Brussels seeks to shield its market from a surge of low-cost imports from the Asian giant, targeting goods it considers heavily subsidized or sold in the EU below production cost in China.

The tariffs on glass fibre from the three countries will range from 11% to 25.4% of the product’s value.

“The investigation confirms the existence of unfair practice, which is an important signal,” Ludovic Piraux, President of Glass Fibre Europe, said.

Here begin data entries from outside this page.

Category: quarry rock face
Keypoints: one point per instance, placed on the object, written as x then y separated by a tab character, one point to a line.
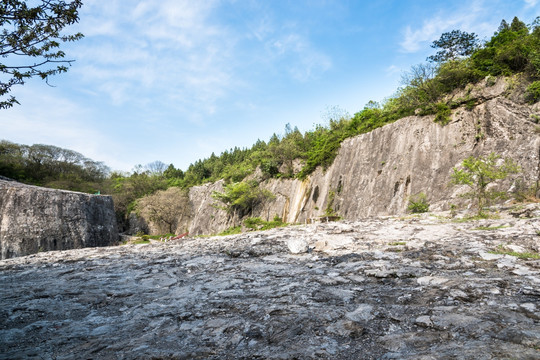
376	173
34	219
421	287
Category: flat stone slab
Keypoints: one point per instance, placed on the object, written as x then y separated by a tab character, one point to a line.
423	293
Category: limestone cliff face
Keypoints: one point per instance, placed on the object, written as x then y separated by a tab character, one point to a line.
34	219
376	173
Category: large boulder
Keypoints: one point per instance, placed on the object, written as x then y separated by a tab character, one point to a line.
34	219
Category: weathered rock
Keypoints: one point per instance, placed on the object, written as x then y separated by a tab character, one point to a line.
376	173
297	245
34	219
246	296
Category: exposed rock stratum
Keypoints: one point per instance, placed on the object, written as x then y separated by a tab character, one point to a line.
379	288
376	173
36	219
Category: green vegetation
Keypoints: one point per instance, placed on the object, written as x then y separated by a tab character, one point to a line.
241	198
418	203
533	92
31	34
231	231
501	250
51	166
259	224
460	61
478	173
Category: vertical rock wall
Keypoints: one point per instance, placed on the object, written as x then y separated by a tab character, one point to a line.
34	219
376	173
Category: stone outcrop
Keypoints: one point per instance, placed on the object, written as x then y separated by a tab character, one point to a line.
34	219
377	172
380	288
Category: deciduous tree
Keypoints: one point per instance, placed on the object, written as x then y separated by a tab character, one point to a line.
30	38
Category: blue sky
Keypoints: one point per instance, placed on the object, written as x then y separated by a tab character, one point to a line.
175	80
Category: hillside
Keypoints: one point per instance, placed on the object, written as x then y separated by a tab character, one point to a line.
377	173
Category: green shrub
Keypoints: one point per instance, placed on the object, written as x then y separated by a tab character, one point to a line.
259	224
443	114
231	231
418	203
533	92
240	198
478	172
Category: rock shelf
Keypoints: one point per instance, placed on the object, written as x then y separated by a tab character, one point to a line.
380	288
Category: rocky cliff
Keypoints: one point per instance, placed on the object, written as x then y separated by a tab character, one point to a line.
377	172
34	219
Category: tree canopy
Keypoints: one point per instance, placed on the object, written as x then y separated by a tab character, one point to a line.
454	44
30	38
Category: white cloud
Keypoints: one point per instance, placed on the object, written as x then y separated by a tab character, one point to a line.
54	120
415	38
392	70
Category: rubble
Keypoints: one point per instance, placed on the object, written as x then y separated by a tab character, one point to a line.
379	288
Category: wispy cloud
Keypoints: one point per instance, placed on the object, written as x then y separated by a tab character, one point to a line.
415	39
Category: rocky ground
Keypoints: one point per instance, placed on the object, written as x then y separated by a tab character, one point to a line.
381	288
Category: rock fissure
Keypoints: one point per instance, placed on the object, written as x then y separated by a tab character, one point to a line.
445	291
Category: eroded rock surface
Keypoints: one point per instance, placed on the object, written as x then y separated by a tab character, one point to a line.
34	219
376	173
380	288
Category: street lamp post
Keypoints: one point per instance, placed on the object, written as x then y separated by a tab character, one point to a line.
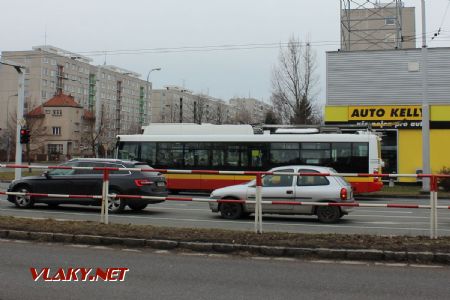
425	107
19	121
8	133
148	83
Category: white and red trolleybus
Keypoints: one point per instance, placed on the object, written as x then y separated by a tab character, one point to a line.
236	147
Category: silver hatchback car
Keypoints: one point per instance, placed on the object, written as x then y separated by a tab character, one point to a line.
292	189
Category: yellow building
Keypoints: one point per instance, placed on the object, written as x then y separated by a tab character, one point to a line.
401	128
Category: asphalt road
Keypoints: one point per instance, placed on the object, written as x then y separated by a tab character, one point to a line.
382	221
165	275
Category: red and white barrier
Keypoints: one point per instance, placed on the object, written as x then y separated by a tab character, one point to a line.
258	200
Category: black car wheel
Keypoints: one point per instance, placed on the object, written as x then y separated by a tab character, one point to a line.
137	206
23	201
231	211
328	214
115	205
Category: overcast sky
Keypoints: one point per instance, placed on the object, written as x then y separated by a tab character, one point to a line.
96	27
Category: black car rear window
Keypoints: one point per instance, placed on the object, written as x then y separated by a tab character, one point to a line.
145	166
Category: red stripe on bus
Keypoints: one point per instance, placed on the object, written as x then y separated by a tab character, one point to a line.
204	172
230	201
178	199
402	205
287	202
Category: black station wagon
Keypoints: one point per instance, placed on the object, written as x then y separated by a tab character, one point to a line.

But he added that the measures adopted “remain insufficient to fully address the predatory strategies pursued through these investments in third countries.”

Job losses loom

China has invested $1 trillion through the Belt and Road initiative – a large-scale infrastructure programme which replaced the former silk road initiative and is aimed at strengthening connectivity, trade and communication across Eurasia, Latin America and Africa. The programme spans more than 150 countries, supporting infrastructure, transport, raw materials extraction and the relocation of industries and state-owned enterprises abroad.

As early as 2010, following an industry complaint, the Commission imposed anti-dumping duties on Chinese glass fibre imports. In the years that followed, Chinese producers established factories in Bahrain and Egypt, from which exports to the EU resumed.

By 2024, glass fibre imports from those countries, along with Thailand, accounted for 24% of the EU market. Egyptian imports alone reached 18%, with Glass Fibre Europe warning the situation could worsen.

This is not the first time the Commission has targeted Chinese products made in third countries under Belt and Road arrangements. It has previously imposed measures on aluminium foil from Thailand and glass fibre produced in Türkiye.

European glass fibre manufacturers have been pushing for action for more than a decade, alongside unions seeking to protect jobs in the sector.

The complaint which lead to Wednesday’s anti-dumping duties was first reported by Euronews in January 2025.

The industry directly employs more than 4,500 workers in the EU and says it supports hundreds of thousands of indirect jobs along the value chain.

Judith Kirton-Darling, General secretary of industriAll Europe, warned that “in the longer term”, the situation could worsen if the EU does not take “a stronger” stance on Chinese dumping.

“It is more than likely that we will face plant closures in Europe which will fundamentally undermine our industry,” she said.